The analogia entis vs the analogia fidei, I

One of the things I love about Barth is his math-like nature. Take Anselm, for instance. FQI does a lot of explaining why the analogia fidei is the proper basis for theology, and why the analogia entis therefore fails.

Matrix: ratio and necessitas squared with ontic and noetic.
Ontic precedes noetic, because the object precedes knowledge of the object.
Necessity is consistent with rationality (and v.v., I think).
Ontic necessity precedes noetic rationality; ontic rationality precedes noetic necessity.
Necessity is primarily ontic; rationality is primarily noetic.
Necessity precedes rationality where this is so.

The ontic path goes truth --> object --> knowledge.
The noetic path goes knowledge --> object || truth.
(Gap is only bridged in faith)

In this way, the noetic leads back to the ontic, as the noetic ratio is the comprehension of the ontic ratio. This is the model of intellectus fidei. We take the articula fidei and work back to the necessary and rational object to which they point. This object and our knowledge of it, as ratio, accord with the ratio veritatis, and therefore with the truth of God.

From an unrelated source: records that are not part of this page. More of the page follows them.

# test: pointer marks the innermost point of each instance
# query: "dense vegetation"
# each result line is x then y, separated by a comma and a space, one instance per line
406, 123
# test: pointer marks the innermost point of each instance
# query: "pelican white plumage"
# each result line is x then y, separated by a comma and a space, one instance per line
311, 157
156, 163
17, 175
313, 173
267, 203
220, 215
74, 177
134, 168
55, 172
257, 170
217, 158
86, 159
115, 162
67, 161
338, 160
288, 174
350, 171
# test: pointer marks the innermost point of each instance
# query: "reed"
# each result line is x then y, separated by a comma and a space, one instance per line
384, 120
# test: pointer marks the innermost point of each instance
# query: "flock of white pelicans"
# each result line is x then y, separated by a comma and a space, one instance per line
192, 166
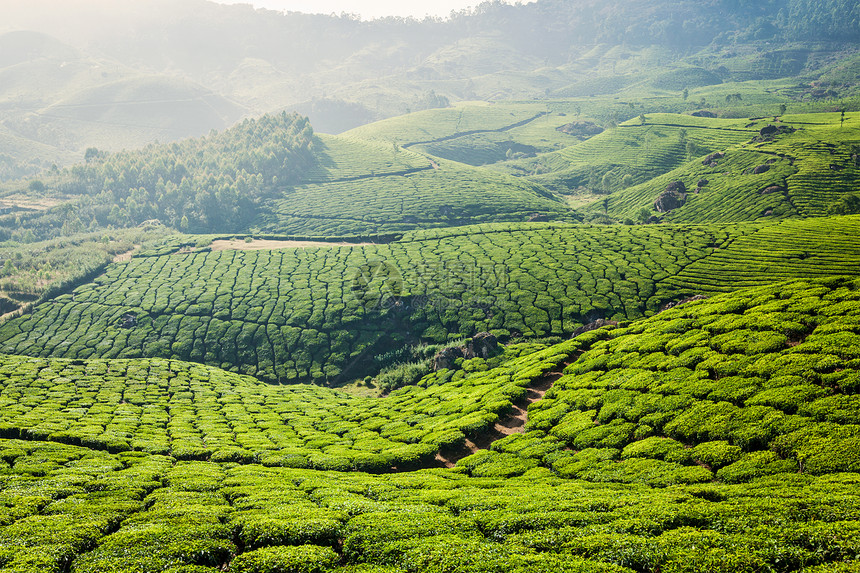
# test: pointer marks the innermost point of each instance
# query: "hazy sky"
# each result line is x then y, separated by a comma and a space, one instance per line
368, 9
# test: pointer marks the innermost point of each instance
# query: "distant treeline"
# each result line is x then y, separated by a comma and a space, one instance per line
213, 183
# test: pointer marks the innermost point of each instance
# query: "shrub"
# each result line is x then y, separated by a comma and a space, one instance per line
301, 559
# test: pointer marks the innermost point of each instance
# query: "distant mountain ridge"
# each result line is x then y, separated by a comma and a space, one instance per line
344, 72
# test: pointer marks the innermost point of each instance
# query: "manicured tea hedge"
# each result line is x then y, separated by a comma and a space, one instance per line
740, 386
194, 412
94, 512
321, 314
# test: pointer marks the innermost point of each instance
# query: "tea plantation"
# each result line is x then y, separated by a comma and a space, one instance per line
803, 171
720, 435
322, 314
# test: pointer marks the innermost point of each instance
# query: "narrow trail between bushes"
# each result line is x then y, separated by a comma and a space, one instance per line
512, 423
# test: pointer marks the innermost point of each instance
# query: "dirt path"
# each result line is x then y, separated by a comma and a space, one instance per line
260, 244
126, 256
513, 423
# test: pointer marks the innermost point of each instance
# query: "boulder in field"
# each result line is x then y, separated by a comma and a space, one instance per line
673, 197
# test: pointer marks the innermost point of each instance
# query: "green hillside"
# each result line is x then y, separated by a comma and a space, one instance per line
805, 171
719, 435
273, 175
323, 312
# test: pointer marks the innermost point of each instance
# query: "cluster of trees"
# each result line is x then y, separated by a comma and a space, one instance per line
744, 404
213, 183
296, 315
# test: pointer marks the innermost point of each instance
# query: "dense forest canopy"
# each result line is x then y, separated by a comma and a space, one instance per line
209, 183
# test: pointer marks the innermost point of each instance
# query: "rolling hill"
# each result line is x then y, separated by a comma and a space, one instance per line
322, 313
718, 435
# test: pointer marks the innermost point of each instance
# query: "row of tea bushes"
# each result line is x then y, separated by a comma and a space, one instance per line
97, 512
194, 412
740, 386
317, 314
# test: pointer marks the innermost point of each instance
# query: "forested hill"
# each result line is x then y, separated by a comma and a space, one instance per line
126, 73
213, 182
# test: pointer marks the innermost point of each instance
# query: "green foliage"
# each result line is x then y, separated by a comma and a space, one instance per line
306, 314
302, 559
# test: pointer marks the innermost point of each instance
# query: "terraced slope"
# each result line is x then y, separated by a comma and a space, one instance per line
642, 150
137, 512
193, 412
733, 421
393, 199
800, 173
740, 386
319, 313
323, 313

But all of this only works, and here's the caveat that makes the "ontological argument" disappear, when faith is presumed from the start. None of it can be proven to the one who simply will under no circumstances believe. None of it can be proven absent an understanding of the force whose effects faith and the articula fidei are.

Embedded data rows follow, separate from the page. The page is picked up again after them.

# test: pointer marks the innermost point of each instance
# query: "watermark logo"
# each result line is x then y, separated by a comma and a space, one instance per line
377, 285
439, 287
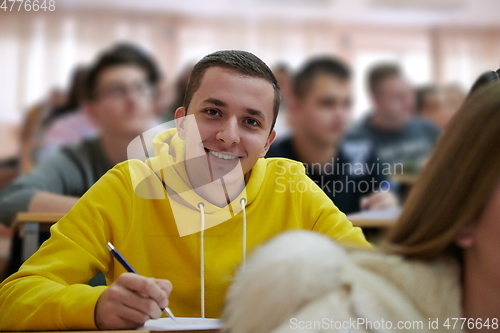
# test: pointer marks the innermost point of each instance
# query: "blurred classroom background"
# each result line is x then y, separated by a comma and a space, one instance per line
448, 43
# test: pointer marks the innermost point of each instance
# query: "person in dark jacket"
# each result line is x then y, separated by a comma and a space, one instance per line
350, 175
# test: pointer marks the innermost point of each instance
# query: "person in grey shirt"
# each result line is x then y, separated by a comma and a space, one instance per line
120, 94
402, 141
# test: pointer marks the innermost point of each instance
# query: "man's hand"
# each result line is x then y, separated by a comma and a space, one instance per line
130, 301
379, 200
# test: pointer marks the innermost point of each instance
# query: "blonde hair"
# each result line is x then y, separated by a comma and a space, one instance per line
456, 183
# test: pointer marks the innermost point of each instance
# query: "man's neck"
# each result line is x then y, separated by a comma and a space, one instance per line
309, 151
115, 147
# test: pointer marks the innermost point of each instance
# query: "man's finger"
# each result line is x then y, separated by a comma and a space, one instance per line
143, 286
143, 305
164, 285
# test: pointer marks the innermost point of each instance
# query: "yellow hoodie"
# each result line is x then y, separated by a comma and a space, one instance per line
50, 293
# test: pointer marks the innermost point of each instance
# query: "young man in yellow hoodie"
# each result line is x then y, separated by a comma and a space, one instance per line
165, 217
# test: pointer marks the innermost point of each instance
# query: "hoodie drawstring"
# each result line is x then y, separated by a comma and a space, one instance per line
244, 236
201, 206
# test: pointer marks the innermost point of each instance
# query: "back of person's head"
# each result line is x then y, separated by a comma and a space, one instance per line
484, 79
456, 184
242, 62
121, 55
379, 73
326, 65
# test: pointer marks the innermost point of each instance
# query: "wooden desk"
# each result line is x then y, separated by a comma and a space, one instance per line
125, 331
29, 225
376, 218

Anselm's "unbeliever" is one subject to the determining action of God, which is faith, who does not credit the teachings of the church as reasonable. Mind you, not a heretic, who believes otherwise, though this too is faith, nor an atheist, who will not believe, but an incredulous believer. (L. says, "Oh. You mean a Catholic.") This is why ratio and necessitas provide valuable proof: it is not that they demonstrate the existence of God from unrelated externalities, but that they demonstrate the credibility/intelligibility of the articula fidei as they stand in direct relationship to their ultimate ratio, the truth behind the object of faith about which they speak.